DeepMind AI Achieves Gold Medal Level in Math Olympiad

2025-02-11

The research team from Google's DeepMind project reported that their AlphaGeometry2 AI achieved gold medal-level performance when solving high school level problems from the International Mathematical Olympiad (IMO) over the past 25 years. The team published a paper on the arXiv preprint server, detailing AlphaGeometry2 and its scoring in solving IMO questions.
Overview of the search algorithm. Source: arXiv (2025). DOI: 10.48550/arxiv.2502.03544

Prior studies have shown that AI capable of solving geometry problems could lead to more complex applications since they require advanced reasoning skills and the ability to select steps from possible solutions.

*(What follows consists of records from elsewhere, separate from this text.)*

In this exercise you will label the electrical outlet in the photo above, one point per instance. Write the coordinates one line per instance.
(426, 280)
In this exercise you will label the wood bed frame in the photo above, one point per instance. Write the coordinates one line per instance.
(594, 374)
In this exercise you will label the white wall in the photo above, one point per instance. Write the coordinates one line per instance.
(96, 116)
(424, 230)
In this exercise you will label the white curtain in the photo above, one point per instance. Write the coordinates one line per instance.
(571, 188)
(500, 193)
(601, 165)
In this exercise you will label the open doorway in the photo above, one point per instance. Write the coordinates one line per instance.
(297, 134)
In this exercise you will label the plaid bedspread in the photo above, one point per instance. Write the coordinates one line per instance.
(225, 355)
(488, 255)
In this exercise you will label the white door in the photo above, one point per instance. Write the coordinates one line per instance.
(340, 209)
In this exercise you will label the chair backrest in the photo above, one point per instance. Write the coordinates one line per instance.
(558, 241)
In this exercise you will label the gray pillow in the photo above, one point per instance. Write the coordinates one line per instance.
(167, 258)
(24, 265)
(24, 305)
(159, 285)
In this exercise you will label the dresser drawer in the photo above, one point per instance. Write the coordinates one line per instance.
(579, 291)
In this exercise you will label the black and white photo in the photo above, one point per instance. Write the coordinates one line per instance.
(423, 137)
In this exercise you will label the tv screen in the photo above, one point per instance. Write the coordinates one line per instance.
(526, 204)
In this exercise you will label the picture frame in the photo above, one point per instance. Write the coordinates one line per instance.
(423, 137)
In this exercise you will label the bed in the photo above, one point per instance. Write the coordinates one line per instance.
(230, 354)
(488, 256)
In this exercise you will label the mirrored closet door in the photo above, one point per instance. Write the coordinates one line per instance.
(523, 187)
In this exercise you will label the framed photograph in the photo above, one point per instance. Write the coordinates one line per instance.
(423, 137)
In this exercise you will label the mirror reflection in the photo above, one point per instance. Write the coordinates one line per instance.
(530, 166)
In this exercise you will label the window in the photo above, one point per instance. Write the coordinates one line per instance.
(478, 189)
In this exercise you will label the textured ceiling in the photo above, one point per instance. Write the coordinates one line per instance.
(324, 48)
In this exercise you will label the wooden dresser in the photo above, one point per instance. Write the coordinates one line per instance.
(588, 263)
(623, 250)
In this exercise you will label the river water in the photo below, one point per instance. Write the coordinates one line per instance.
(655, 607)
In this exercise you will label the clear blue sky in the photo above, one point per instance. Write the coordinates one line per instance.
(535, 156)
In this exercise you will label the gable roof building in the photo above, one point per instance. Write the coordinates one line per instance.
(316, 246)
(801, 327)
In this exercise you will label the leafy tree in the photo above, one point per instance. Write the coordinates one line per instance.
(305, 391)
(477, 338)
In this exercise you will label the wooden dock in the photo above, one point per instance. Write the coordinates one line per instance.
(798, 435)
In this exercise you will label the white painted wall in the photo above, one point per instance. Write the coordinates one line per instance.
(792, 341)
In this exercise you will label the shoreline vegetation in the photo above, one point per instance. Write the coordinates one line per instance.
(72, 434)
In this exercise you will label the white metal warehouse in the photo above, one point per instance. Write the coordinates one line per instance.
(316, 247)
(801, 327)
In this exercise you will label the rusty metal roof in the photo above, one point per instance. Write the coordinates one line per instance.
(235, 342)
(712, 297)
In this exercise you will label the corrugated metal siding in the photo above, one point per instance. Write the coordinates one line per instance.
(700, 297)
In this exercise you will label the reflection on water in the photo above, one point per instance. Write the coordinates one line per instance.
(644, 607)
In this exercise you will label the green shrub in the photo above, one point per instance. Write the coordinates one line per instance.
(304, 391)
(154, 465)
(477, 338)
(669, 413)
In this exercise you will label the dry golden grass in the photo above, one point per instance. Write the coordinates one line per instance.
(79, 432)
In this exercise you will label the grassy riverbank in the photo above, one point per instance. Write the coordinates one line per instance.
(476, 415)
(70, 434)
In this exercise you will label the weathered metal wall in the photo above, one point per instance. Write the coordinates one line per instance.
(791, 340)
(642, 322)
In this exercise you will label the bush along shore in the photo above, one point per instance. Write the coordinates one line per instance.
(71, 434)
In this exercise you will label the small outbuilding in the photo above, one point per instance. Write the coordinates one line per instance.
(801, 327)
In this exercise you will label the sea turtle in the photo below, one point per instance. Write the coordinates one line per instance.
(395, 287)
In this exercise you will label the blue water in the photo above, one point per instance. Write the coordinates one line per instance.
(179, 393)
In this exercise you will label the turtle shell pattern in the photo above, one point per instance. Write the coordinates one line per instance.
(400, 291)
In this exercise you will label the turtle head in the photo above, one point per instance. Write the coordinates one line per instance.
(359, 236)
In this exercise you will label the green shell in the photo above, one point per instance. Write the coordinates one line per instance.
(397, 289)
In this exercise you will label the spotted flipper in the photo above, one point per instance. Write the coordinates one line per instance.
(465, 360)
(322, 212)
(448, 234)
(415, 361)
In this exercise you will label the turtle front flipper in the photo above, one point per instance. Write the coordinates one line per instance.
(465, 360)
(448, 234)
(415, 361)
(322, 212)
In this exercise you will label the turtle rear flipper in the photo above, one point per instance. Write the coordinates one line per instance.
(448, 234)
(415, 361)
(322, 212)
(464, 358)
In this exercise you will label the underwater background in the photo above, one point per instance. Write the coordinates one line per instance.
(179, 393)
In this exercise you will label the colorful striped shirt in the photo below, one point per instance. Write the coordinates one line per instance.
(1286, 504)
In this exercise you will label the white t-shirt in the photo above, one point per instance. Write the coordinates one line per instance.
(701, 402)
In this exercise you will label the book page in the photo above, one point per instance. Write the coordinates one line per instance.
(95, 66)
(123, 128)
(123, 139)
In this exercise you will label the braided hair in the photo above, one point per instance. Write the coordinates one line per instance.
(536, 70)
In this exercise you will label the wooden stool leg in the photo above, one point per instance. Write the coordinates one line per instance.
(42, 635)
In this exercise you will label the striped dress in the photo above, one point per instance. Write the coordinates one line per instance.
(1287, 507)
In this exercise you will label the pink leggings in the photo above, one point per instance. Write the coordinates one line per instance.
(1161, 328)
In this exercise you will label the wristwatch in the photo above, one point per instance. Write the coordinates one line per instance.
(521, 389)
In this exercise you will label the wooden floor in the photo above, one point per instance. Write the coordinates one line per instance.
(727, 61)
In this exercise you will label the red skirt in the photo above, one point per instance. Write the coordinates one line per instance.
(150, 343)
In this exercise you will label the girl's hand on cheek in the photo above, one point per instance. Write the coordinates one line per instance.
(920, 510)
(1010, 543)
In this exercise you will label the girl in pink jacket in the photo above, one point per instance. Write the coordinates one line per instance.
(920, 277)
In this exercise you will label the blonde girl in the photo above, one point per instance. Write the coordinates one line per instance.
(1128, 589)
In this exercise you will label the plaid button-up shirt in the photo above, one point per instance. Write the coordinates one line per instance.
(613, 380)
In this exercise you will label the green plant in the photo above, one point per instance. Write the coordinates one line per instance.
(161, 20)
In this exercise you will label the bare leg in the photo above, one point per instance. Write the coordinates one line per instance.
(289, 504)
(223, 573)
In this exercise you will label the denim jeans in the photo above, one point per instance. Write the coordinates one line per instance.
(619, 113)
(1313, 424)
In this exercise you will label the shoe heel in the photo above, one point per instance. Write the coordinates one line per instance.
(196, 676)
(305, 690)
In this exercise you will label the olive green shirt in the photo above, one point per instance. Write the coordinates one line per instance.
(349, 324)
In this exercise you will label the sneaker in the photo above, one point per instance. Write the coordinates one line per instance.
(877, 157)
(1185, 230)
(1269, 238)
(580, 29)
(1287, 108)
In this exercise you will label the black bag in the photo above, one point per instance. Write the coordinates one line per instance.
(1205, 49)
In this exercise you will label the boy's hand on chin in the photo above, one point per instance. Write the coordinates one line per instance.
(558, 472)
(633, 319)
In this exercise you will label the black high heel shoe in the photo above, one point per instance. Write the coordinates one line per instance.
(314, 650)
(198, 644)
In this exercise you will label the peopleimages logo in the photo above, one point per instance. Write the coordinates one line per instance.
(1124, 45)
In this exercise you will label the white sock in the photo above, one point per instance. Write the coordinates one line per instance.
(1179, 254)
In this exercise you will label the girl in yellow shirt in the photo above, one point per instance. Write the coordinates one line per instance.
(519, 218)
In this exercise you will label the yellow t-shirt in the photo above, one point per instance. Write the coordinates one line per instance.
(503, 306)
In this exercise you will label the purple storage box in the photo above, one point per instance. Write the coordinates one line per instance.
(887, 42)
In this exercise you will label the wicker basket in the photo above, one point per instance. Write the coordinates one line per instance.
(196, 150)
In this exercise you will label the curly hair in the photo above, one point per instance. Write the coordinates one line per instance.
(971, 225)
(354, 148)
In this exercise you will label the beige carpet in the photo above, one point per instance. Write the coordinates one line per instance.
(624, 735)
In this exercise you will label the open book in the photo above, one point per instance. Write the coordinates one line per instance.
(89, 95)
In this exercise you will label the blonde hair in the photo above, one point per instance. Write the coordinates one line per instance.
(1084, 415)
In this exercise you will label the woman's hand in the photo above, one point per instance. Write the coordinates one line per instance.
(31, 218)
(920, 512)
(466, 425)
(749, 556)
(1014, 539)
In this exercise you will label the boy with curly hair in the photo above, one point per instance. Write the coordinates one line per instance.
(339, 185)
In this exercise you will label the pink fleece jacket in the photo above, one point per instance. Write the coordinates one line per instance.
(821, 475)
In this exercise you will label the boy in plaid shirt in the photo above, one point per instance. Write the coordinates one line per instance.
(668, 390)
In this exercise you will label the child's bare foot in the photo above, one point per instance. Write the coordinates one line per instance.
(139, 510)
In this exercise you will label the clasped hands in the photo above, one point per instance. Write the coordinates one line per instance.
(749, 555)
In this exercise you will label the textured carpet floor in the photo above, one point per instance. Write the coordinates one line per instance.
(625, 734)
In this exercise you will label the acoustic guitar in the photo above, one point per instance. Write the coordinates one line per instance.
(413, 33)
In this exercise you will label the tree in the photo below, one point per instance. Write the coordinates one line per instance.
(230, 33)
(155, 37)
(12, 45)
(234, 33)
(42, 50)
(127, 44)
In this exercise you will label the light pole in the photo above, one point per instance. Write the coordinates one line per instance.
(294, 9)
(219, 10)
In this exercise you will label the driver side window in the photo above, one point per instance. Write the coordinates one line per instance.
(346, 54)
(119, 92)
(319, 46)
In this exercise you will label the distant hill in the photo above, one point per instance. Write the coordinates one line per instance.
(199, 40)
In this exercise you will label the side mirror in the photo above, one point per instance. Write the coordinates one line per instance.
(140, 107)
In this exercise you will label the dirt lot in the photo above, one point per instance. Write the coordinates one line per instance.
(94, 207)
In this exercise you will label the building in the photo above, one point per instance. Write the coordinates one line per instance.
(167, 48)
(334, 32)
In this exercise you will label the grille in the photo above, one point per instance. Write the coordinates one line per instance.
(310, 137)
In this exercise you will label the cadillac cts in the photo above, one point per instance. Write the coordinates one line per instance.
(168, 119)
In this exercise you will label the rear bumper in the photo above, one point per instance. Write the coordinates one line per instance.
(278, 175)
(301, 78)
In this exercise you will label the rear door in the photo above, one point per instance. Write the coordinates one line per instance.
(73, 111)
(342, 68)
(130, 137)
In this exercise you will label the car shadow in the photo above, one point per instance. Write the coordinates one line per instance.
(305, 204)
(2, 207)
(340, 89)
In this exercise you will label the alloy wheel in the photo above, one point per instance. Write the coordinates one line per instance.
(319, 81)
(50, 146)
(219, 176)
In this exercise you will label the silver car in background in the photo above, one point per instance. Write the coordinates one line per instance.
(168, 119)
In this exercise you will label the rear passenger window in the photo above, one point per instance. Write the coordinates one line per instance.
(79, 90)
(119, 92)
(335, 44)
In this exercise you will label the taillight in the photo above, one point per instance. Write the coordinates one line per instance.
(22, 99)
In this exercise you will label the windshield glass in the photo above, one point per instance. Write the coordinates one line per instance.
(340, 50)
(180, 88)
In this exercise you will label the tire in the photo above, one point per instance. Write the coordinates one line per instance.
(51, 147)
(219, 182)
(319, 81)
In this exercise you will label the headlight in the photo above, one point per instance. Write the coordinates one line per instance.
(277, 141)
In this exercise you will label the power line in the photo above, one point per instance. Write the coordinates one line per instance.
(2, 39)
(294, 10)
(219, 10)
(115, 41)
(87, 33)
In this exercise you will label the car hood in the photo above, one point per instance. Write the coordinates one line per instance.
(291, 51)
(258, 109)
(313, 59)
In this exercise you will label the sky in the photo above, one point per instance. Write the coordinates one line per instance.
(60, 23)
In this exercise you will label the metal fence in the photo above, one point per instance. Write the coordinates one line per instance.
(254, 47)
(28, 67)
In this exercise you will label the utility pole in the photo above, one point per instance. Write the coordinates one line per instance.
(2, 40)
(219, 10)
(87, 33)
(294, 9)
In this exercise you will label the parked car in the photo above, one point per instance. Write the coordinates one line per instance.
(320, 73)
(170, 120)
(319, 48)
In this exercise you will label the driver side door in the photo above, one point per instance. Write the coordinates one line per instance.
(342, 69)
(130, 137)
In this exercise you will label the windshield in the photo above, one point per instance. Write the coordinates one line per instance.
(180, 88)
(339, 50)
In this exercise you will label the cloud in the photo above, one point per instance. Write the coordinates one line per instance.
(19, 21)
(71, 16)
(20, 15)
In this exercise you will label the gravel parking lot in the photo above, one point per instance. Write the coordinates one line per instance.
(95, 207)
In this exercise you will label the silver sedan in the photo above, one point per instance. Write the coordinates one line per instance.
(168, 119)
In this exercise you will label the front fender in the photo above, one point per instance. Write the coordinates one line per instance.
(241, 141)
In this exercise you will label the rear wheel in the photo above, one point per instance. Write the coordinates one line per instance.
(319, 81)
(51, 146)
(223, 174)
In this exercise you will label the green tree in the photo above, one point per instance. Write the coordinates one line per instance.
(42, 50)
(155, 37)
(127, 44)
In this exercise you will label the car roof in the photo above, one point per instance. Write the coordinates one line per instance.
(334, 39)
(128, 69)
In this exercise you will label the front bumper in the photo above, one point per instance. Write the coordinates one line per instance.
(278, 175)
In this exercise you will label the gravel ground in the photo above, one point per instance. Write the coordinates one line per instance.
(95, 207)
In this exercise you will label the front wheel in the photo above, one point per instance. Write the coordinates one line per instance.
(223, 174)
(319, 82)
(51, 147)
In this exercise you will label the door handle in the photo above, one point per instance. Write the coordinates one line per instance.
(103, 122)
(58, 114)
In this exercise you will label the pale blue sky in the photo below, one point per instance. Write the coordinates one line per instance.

To this end, the DeepMind team has been developing increasingly sophisticated geometric solvers. Their first version was released last January, named AlphaGeometry; the second version is called AlphaGeometry2.

The DeepMind team combined it with another system they developed, Alpha Proof, which conducts mathematical proofs. They found that it could solve four out of six problems listed in this summer's IMO. For this new study, the research team expanded the system's capability testing by providing multiple questions used in the IMO over the past 25 years.

The team constructed AlphaGeometry2 by integrating several core components, one of which is Google's Gemini language model. Other elements use mathematical rules to propose solutions or partial solutions to the original problem.

The team noted that to solve many IMO problems, certain constructions must be added before proceeding, meaning their system must be able to create them. Then, their system attempts to predict which constructions added to the diagram should be used for the reasoning required to solve the problem. AlphaGeometry2 suggests steps that might be used to solve a given problem and checks the logic of these steps before using them.

To test their system, researchers selected 45 questions from the IMO, some of which needed to be translated into a more usable format, resulting in a total of 50 questions. They reported that AlphaGeometry2 was able to correctly solve 42 of them, slightly above the average performance of human gold medalists in the competition.